You may have been aware of some financial advisers or institutions talk in regards to having a diversified portfolio. The thinking goes that to hold different types of investments better protects your money and maximizes your profits. You can think of it as being a multi-pronged strategy to investing. Savings, stocks, and bonds are considered to be just one kind of investment.

The next kind of investments are known as commodities. Some examples of these are items like gold, silver and oil. They can bring in very high returns but high returns are accompanied by higher risk. Commodities are generally left to the experienced investor who has the ability to closely watch the market since they are very volatile.

Real estate has traditionally been a solid investment but not everyone has the capital to go out and start buying property. To apply the New York residential real estate market as an example the average value of a property is over $300,000 with commercial properties being even more. But there are other ways to invest by using Real Estate Investment Certificates or REITSs.

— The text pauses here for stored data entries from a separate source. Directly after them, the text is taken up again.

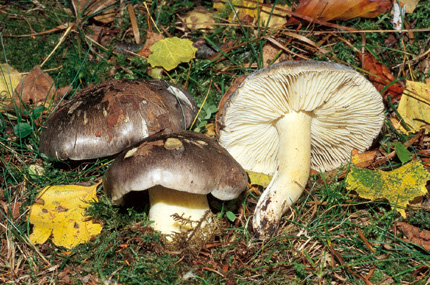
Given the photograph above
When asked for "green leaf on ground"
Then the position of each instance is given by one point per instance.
(398, 186)
(171, 52)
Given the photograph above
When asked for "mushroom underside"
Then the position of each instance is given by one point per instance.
(175, 211)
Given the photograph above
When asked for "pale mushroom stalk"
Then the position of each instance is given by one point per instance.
(166, 202)
(292, 174)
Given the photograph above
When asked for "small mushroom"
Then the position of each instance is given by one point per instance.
(105, 119)
(288, 118)
(178, 171)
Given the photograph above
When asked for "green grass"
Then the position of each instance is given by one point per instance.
(331, 235)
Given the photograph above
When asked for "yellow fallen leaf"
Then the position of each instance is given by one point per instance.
(169, 53)
(398, 186)
(60, 211)
(414, 105)
(9, 79)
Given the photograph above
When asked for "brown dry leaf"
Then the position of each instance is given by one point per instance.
(151, 38)
(278, 18)
(270, 52)
(199, 18)
(37, 88)
(381, 76)
(249, 10)
(329, 10)
(9, 79)
(104, 11)
(363, 160)
(414, 235)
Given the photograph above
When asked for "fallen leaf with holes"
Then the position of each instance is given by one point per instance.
(60, 211)
(398, 186)
(169, 53)
(199, 19)
(38, 89)
(330, 10)
(9, 79)
(381, 76)
(414, 105)
(414, 235)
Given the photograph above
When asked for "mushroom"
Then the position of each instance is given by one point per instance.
(293, 116)
(105, 119)
(178, 171)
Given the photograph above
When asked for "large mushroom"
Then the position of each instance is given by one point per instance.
(178, 171)
(290, 117)
(104, 119)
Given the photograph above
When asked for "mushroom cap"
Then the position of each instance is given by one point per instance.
(186, 161)
(346, 110)
(104, 119)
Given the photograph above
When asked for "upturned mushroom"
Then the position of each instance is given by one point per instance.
(104, 119)
(290, 117)
(178, 171)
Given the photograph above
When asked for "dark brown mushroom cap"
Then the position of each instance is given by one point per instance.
(186, 161)
(103, 120)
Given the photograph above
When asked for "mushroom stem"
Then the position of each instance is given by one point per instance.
(165, 202)
(292, 174)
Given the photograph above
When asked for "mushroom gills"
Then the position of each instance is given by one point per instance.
(166, 202)
(291, 176)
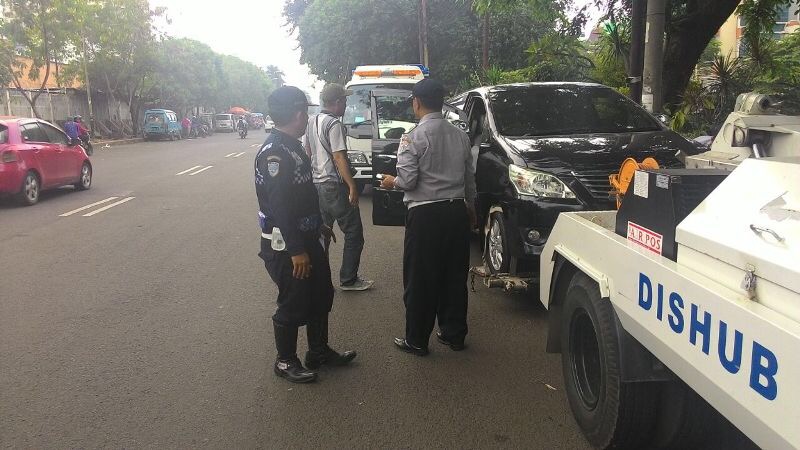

These companies have the job of buying interests in or properties like malls, motels and hotels, office space or mortgages. As an investor you are able to select which kind of REIT you want. Equity REITs are investments in property. The rents that are charged makes then money. To use New York as an example again you may have shopping areas with a Wal-mart, Home Depot, Payless shoes etc. that are all leasing buildings from the property owners. All together these New York properties are all making money from rents for the REIT and its investors. The second type of REIT involves the lending of mortgage funds generally to developers or property owners. If you don't know which one you prefer you can choose to get a hybrid REIT which is a combination of the two.

One risky kindof real estate invest is known as an option. This is simply a purchaser is making what's known as an "option for consideration". The option entails an offer to buy a property as long as certain conditions are fulfilled such as financing or inspections. During this time the property is taken off of the market in return for a small amount of money as a deposit. There is a risk that if the conditions are not fulfilled the potential purchaser may be forced to forfeit their deposit. On the positive side the purchaser could earn a quick and substantial profit if they can quickly sell their option to a third party. carrying this out successfully means a thorough knowledge of the market and a fair amount of research.

It can be complex at times but the more you learn the better off you will be. Long term investing is the key and real estate has been shown to be a great vehicle for investors and even with the many possible risks involved it is thought to be the least risky when set side by side with other types of investments. This makes it is a vital component of any portfolio.